Świetny pomysł na post:) Ja nie nosiłam: 1. szortów (bo zawsze za duży cellulit, za dużo kilogramów, za mało opalenizny… No przegrały z męskimi bermudami :)) 2. sukienek oversize (kupiłam Lous, ale czeka na swoją premierę… Ja chyba chyba po prostu nie wyglądam dobrze w takich fasonach…). 3. Szpilek, butów na obcasie lub koturnach. Czas zrozumieć, że lato plus obcasy… to się nie uda. Królowały sandały na płaskim obcasie.
Też kupiłam Lous…ale jeszcze jej nie odebrałam. Cała ja
Świetny blog, bardzo inspirujący.
http://www.kashmirinspirations.blogspot.com
Nie nosiłam spódnic, długich spodni – ale to z racji mojego upału – ugotowałabym się.

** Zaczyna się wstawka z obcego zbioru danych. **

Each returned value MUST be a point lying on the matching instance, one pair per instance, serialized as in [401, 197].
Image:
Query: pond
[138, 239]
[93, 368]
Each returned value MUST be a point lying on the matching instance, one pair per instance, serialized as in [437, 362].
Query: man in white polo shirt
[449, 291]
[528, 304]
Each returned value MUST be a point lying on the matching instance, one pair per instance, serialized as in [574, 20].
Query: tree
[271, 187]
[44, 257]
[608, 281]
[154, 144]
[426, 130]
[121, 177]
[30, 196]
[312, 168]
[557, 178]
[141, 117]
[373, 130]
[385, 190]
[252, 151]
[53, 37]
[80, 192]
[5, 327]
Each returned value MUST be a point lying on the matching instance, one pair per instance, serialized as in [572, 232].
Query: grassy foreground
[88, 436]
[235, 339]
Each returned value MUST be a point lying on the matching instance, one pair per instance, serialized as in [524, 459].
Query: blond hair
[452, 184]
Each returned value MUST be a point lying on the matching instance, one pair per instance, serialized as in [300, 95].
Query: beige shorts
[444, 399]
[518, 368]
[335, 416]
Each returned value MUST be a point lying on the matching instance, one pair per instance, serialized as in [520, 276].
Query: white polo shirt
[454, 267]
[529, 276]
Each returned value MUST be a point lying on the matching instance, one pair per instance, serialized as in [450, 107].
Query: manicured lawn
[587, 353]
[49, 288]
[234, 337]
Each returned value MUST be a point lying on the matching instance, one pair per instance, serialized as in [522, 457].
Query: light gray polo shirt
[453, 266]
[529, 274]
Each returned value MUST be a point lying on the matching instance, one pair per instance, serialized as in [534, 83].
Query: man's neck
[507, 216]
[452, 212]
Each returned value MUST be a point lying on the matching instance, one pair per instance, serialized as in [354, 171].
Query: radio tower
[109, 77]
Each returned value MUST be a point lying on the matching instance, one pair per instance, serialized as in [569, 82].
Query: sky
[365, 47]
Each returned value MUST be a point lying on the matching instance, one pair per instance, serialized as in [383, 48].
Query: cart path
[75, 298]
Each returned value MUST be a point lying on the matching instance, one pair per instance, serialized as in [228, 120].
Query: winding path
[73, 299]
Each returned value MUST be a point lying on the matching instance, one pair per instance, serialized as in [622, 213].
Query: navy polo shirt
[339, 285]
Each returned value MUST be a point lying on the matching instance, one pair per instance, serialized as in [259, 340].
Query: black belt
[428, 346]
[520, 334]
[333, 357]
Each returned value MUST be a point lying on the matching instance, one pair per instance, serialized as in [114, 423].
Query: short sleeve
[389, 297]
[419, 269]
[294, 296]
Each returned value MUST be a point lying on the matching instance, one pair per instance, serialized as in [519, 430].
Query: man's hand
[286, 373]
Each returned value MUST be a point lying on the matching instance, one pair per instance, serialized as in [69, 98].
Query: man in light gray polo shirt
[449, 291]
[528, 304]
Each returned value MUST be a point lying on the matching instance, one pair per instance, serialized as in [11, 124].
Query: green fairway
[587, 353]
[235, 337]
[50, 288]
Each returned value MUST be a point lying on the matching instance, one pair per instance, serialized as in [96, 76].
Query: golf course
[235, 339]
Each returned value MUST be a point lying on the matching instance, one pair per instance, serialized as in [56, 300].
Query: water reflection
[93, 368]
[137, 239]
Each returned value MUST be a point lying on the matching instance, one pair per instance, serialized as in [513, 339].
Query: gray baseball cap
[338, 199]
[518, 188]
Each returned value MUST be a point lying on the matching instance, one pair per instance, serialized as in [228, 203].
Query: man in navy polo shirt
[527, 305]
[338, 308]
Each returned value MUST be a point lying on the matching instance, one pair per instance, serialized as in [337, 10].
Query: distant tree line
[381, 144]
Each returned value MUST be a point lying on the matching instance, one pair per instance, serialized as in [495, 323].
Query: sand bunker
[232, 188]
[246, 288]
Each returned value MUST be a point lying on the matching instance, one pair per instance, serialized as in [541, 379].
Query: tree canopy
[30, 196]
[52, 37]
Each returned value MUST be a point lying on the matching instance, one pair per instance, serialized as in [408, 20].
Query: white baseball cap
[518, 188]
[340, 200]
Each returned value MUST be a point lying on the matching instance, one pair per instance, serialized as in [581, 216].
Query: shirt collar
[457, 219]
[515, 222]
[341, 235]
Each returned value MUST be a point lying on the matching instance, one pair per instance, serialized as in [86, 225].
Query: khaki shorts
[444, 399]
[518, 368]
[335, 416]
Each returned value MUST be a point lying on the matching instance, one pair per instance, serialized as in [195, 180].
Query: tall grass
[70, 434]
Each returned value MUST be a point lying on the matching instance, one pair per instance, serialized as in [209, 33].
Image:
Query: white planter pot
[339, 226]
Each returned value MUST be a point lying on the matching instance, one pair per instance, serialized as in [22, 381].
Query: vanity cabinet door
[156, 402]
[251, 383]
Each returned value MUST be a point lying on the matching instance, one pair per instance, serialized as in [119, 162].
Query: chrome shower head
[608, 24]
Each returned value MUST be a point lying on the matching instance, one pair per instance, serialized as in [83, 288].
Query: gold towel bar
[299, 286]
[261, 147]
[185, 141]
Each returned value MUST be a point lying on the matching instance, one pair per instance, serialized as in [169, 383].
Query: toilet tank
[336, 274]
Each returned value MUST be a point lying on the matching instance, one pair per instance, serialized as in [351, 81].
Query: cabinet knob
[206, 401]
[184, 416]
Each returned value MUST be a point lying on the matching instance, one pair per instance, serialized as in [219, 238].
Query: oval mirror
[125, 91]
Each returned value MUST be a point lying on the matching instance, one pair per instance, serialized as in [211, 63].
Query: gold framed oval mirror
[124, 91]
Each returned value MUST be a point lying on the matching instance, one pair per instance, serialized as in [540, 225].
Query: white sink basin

Nie nosiłam tez sukienek – ops przepraszam raz jedyny założyłam sukienkę na urodziny siostrzeńca mego męża. Nie wiem po co ja kupuje tyle spódnic, tyle sukienek, łażę i kopię w ciucholandach, łażę godzinami po przecenach i tak jak Ty obiecuje sobie – w tym roku muszę zalozyc. Kupiłam super spódnice z szerokim paskiem, długa do ziemi w modnym brzoskwiniowym kolorze z cudownego lejaco-przewiewnego materiału i co? i wisi w szafie ani razu nie założona…Nic z tego, co roku przybywają mi 1-2 spódnice i tak wisza. Normalnie jakby popatrzeć, to moje szafa pęka w szwach, maz sie nie mieści ze swoimi ciuchami przeze mnie w ogóle…. a ja nosze w sumie 2 pary krótkich spodni (bermudy + takie spodenki do kolan) i do tego topy *raptem kilka. Wlasciwie to jak tak popatrzę to moja letnia szafa co roku zawiera około 10 rzeczy, wliczając w te listę bikini 2 częściowe…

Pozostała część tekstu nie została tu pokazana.